Und wahrscheinlich wird Herr F. erwägt haben, was ein möglicher erfolgreicher Prozess (für ihn) bedeutet im Gegensatz zu der schnellen Beendigung des Verfahrens.

#24 von uri , am 15.09.2009 um 10:20

Der aktuelle AStA muss - vollkommen egal ob da jetzt eine Linke Liste, eine Grüne Hochschulgruppe, der RCDS oder die Mainzelmännchen drin sind - Schadensersatzansprüche wegen der Mensaparty stellen. Tuen die Vertreter das nicht, versäumen sie es, berechtigte Forderungen der Studierendenschaft einzutreiben und machen sich möglicherweise selbst strafbar. Ferber und auch sein Kumpane und ex-Finanzreferent Bullerjahn wären für solche Schadenersatzansprüche natürlich die ersten Adressaten - sie haben schließlich sämtliche Ausgaben per Unterschrift angeordnet!

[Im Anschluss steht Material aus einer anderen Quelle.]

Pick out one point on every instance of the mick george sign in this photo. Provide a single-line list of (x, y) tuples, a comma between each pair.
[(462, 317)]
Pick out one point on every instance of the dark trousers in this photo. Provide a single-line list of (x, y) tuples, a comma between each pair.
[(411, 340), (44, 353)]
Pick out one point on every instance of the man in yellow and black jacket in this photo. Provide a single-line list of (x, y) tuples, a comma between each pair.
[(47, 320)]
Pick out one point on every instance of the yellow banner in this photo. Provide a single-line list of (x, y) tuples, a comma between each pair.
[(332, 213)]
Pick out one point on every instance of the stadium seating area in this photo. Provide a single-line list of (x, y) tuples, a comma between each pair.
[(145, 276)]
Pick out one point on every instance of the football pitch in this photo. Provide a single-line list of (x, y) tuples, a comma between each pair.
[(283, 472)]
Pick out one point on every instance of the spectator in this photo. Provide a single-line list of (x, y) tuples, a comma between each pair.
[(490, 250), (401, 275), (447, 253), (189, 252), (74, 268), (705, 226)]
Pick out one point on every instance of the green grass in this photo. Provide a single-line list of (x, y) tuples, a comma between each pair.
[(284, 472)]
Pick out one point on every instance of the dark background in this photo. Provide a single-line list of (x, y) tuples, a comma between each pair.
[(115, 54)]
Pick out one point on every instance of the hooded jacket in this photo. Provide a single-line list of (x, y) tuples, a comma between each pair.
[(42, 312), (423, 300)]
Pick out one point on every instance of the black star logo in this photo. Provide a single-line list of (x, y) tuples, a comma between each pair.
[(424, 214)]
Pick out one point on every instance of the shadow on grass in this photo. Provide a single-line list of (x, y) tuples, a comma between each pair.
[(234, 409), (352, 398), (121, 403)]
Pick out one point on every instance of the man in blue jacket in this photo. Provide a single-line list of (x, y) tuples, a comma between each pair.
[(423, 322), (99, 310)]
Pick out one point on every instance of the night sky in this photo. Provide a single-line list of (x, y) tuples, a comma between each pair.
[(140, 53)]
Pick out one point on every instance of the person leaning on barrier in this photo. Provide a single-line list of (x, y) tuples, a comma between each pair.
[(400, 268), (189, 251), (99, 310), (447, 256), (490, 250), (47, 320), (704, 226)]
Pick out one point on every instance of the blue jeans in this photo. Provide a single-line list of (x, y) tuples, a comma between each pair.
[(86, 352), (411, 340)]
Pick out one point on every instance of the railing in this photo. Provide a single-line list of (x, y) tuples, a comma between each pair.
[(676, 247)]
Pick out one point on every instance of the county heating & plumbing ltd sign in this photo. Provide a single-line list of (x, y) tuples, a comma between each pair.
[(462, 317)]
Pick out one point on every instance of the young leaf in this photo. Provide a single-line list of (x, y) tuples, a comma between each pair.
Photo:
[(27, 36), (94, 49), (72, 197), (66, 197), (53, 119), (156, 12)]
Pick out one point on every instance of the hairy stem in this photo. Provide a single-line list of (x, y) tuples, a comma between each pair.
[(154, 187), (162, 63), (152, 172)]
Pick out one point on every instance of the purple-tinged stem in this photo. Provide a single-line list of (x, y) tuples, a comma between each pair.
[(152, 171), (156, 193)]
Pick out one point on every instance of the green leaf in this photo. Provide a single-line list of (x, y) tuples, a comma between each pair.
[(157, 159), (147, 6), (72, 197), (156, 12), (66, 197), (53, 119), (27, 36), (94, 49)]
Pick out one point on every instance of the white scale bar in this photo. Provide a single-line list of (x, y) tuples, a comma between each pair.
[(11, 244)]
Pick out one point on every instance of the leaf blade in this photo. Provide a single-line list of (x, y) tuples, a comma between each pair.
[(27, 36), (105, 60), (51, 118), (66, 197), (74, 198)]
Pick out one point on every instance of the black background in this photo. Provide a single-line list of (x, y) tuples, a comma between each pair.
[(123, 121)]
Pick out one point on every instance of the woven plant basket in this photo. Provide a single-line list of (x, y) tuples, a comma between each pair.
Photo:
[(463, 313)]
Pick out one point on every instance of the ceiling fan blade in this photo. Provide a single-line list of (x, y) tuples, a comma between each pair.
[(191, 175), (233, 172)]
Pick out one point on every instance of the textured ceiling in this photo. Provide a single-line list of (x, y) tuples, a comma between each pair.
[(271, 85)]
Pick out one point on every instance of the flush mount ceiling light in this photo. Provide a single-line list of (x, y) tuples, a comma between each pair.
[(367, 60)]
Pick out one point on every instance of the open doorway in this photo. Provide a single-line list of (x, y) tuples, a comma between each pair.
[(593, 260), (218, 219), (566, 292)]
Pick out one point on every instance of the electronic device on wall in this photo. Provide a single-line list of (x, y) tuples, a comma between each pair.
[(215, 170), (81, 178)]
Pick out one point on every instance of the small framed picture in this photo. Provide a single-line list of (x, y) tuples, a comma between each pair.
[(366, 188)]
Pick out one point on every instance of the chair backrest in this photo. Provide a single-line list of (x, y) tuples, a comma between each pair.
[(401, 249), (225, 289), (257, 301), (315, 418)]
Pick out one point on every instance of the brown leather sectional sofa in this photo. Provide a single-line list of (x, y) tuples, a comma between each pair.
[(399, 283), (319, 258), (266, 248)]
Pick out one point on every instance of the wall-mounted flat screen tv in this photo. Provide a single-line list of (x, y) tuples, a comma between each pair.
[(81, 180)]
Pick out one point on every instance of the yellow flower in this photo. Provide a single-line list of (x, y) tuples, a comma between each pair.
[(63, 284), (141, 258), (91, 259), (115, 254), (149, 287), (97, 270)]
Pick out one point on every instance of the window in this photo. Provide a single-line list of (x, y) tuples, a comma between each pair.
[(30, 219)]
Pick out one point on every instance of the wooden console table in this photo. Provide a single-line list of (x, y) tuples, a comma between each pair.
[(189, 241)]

#25 von Herr_F , am 15.09.2009 um 10:47

Die Tatsache, dass in der Verw. mit Strafvorbehalt keine weiteren Zahlungen an die Studierendenschaft auferlegt wurden, deuten daraufhin, dass sich diese Beendigung des Strafverfahrens gegen Herrn F. nicht eignet, um dies in ein Zivilverfahren zu transferieren. Von daher sollten Sie, was die Behauptung von berechtigten Forderungen betrifft, vorsichtig sein. Weder Sie noch ich gehören zu den beteiligten Parteien, noch sind wir Richter.

#26 von uri , am 15.09.2009 um 11:09

Ist er ein BWL-Student?

#27 von Stauner , am 15.09.2009 um 16:23

Ist doch bestimmt ein Sozi, Grüner oder Linker. Die können halt nur Geld zum Fenster rauswerfen.

#28 von drabert , am 15.09.2009 um 16:48

Wahnsinn für eine Kirmes-Band wie Juli so viel Geld zu latzen. Da hat sich der feine Jurastudent aber kräftig über den Tisch ziehen lassen.

#29 von Südländischer Mann , am 15.09.2009 um 20:47

Als Info und Ergänzung:
Der Ferber ist bei den Jusos, die damals gemeinsam mit dem RCDS (quasi-CDU) und der LHG (quasi-FDP) den AStA gestellt haben. War der rechteste AStA, den wir an der RUB je hatten. Die wurden dann von einem linken AStA (Linke Liste, Alternative Liste, Grüne und Wohnheimsliste) abgelöst... anscheinend wurde der Haushalt mittlerweile auch wieder konsolidiert.